Petani bawang merah didaerah Brebes dugunakan umbi sebagai benihnya, benih
tersebut berasal dari umbi yang dipanen tua lebih dari 80 hari untuk dataran rendah dan 100
hari dataran tinggi. Benih tersebut disimpan 2-3 bulan, ukuran benih sekitar 1,5-2cm dengan
bentuk yang bagus, tidak cacat, berwarna merah tua mengkilap. Jarak tanam yang dipakai
petani Brebes adalah 20x20cm dengan bobot umbi 3–5 gram, dibutuhkan bobot sekita 1,4ton
benih per hektar. Ada pula yang menggunakan jarak tanam 15x15cm sehingga dibutuhkan
2,4 ton perhektar. Untuk dataran rendah, bawang merah yang optimal ditanam adalah varietas
Kuning, Bima Brebes, Bangkok, Kuning Gombong, Klon no. 33, dan klon no. 86. Sementara
itu, untuk dataran sedang atau tinggi dapat ditanamai varietas Sumenep, Menteng, klon no.
33, dan Bangkok2 (Bintara, 2013).
5
Petani di Brebes membuat bedengan dengan lebar 1-1,2 m dan tinggi 20-30cm
dengan panjang sesuai dengan kondisi kebun. Jarak antar bedengan 50cm, jarak tersebut
sekaligus dijadikan sebagai parit sedalam 50cm. Bedengan yang sudah dibuat dicangkul
sedalam 20cm dan digemburkan tanahnya. Bentuk permukaan bedengan dibuat rata.
Petani biasanya manambahkan kapur atau dolomit sebanyak 1-1,5 ton per hektarnya.
Kapur tersebut diberikan 2 minggu sebelum tanam. Gunakan pupuk kompos atau kandang
sebanyak 15-20 kg sebagai pupuk dasar per hektar. Pupuk tersebut ditaburkan diatas
bedengan dan aduk dengan tanah hingga merata, kemudian ditambahkan urea, ZA, SP36, dan
KCL sebanyak 47 kg, 100 kg, 311 kg, dan 56 kg setiap hektarnya. Pupuk buatan dicampur
dan didiamkan selama 1 minggu sebelum pengaplikasian dibedengan.

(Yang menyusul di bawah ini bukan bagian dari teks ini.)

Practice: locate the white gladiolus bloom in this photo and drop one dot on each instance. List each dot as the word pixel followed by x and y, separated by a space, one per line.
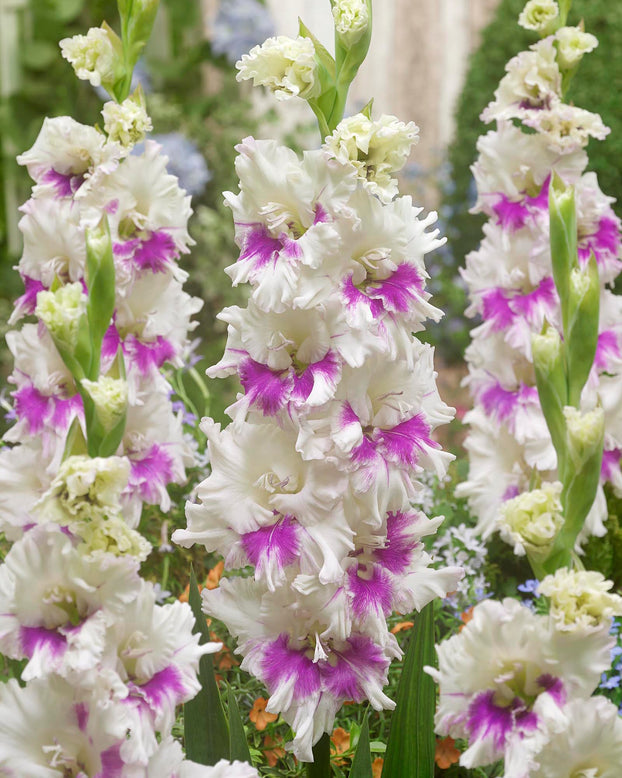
pixel 126 123
pixel 377 149
pixel 507 676
pixel 92 56
pixel 537 15
pixel 287 66
pixel 533 81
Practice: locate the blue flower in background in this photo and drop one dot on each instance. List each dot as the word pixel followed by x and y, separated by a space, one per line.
pixel 240 25
pixel 184 161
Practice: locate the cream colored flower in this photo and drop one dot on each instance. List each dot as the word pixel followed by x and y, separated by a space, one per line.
pixel 92 56
pixel 537 15
pixel 287 66
pixel 572 44
pixel 580 599
pixel 85 489
pixel 62 312
pixel 110 398
pixel 531 521
pixel 126 123
pixel 377 149
pixel 351 19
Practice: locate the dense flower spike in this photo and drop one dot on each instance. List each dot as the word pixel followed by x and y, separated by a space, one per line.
pixel 95 437
pixel 510 278
pixel 513 681
pixel 311 484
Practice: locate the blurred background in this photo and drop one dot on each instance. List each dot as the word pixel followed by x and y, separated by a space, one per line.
pixel 435 62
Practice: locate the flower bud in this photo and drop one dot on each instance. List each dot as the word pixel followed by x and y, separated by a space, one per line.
pixel 572 44
pixel 93 56
pixel 85 489
pixel 351 20
pixel 538 15
pixel 375 148
pixel 580 600
pixel 110 398
pixel 531 521
pixel 126 123
pixel 63 313
pixel 287 66
pixel 585 433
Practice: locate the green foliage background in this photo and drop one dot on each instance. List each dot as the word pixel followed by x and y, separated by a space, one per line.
pixel 597 87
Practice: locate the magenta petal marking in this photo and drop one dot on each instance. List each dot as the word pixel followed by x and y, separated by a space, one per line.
pixel 82 715
pixel 362 661
pixel 610 464
pixel 164 687
pixel 32 406
pixel 607 348
pixel 156 253
pixel 27 303
pixel 496 307
pixel 265 388
pixel 148 355
pixel 486 720
pixel 111 343
pixel 370 595
pixel 510 215
pixel 397 554
pixel 398 291
pixel 403 443
pixel 33 639
pixel 65 185
pixel 278 542
pixel 543 295
pixel 150 472
pixel 259 247
pixel 280 663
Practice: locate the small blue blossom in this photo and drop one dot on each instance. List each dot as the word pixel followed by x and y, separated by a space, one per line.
pixel 610 683
pixel 529 587
pixel 240 25
pixel 184 161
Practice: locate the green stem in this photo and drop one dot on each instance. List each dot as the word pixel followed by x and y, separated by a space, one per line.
pixel 320 766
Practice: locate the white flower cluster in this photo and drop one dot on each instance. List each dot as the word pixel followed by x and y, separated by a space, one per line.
pixel 517 685
pixel 312 483
pixel 105 665
pixel 511 288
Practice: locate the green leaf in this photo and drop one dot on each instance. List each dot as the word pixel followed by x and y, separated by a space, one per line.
pixel 563 221
pixel 324 57
pixel 320 766
pixel 238 742
pixel 410 750
pixel 205 727
pixel 361 764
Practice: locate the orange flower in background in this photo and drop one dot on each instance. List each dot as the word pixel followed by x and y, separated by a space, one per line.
pixel 340 740
pixel 213 576
pixel 446 753
pixel 466 617
pixel 273 751
pixel 260 716
pixel 401 626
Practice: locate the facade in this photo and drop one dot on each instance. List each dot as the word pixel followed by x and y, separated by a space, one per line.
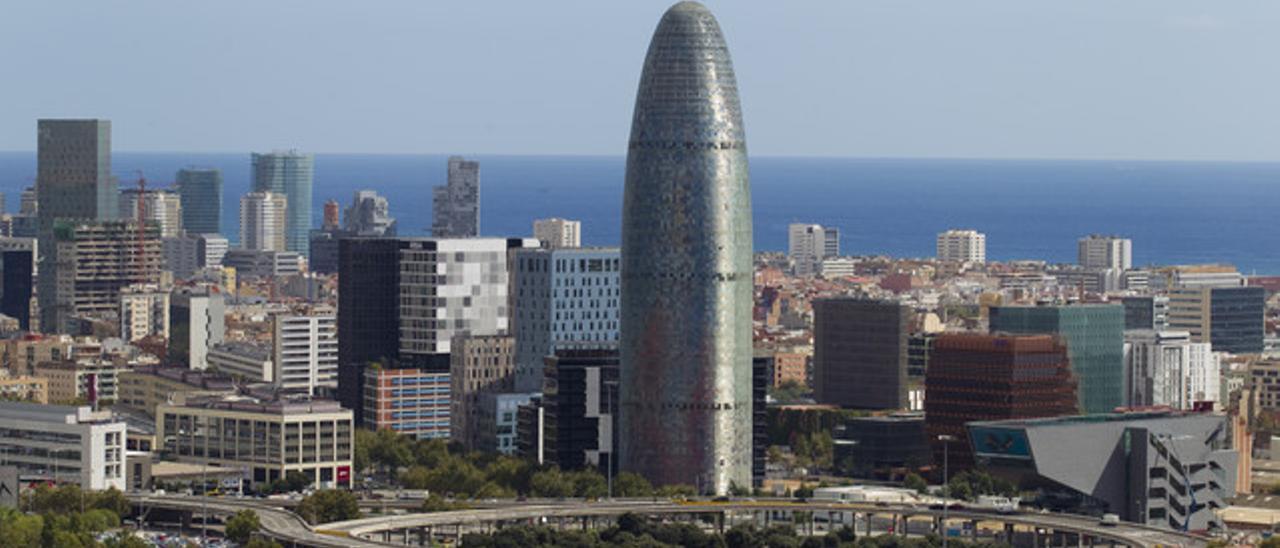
pixel 196 323
pixel 562 296
pixel 961 246
pixel 456 205
pixel 976 377
pixel 412 402
pixel 580 401
pixel 201 191
pixel 686 265
pixel 265 439
pixel 306 350
pixel 245 360
pixel 1160 469
pixel 1146 313
pixel 144 313
pixel 94 261
pixel 1095 339
pixel 63 444
pixel 859 357
pixel 557 233
pixel 289 174
pixel 1229 318
pixel 1097 251
pixel 1168 369
pixel 161 208
pixel 264 222
pixel 73 182
pixel 479 365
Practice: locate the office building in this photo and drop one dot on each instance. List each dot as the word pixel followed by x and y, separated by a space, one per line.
pixel 1097 251
pixel 963 246
pixel 977 377
pixel 201 191
pixel 63 444
pixel 18 275
pixel 369 214
pixel 686 255
pixel 95 261
pixel 196 323
pixel 265 439
pixel 1095 341
pixel 408 401
pixel 1230 318
pixel 1168 369
pixel 144 313
pixel 73 181
pixel 289 174
pixel 562 296
pixel 859 357
pixel 145 388
pixel 264 222
pixel 306 350
pixel 557 233
pixel 456 205
pixel 580 401
pixel 161 208
pixel 479 365
pixel 243 360
pixel 1146 313
pixel 1168 470
pixel 402 300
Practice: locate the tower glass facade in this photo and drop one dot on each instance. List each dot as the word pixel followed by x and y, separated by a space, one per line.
pixel 686 265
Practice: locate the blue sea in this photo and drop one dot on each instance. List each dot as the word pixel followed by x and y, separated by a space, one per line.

Gambar 1. Contoh aturan pembuatan bedengan (Rahayu dan Berlian, 1999).
D. Penanaman
Bawang merah biasanya ditanam pada akhir musim hujan atau awal musim
kemarau. Musim kemarau biasanya jatuh pada bulan April–Oktober. Waktu tanam sangat
penting, sehingga harus diperhitungkan agar tanaman berumur 60–90 hst dapat dipanen pada
musim kemarau juga. Apabila penanaman dilakukan di awal musim kemarau, maka tanaman
bawang merah dapat ditanam dua kali berturut-turut. Tanaman bawang merah sebenarnya
dapat ditanam sepanjang tahun, asalkan drainasi dijakan dengan intensif. Penanaman
sebaiknya dilaksanakan ketika cuaca cerah, tidak berkabut, bukan saat pergantian musim, dan
tidak menghindari angin kering menjelang musim kemarau.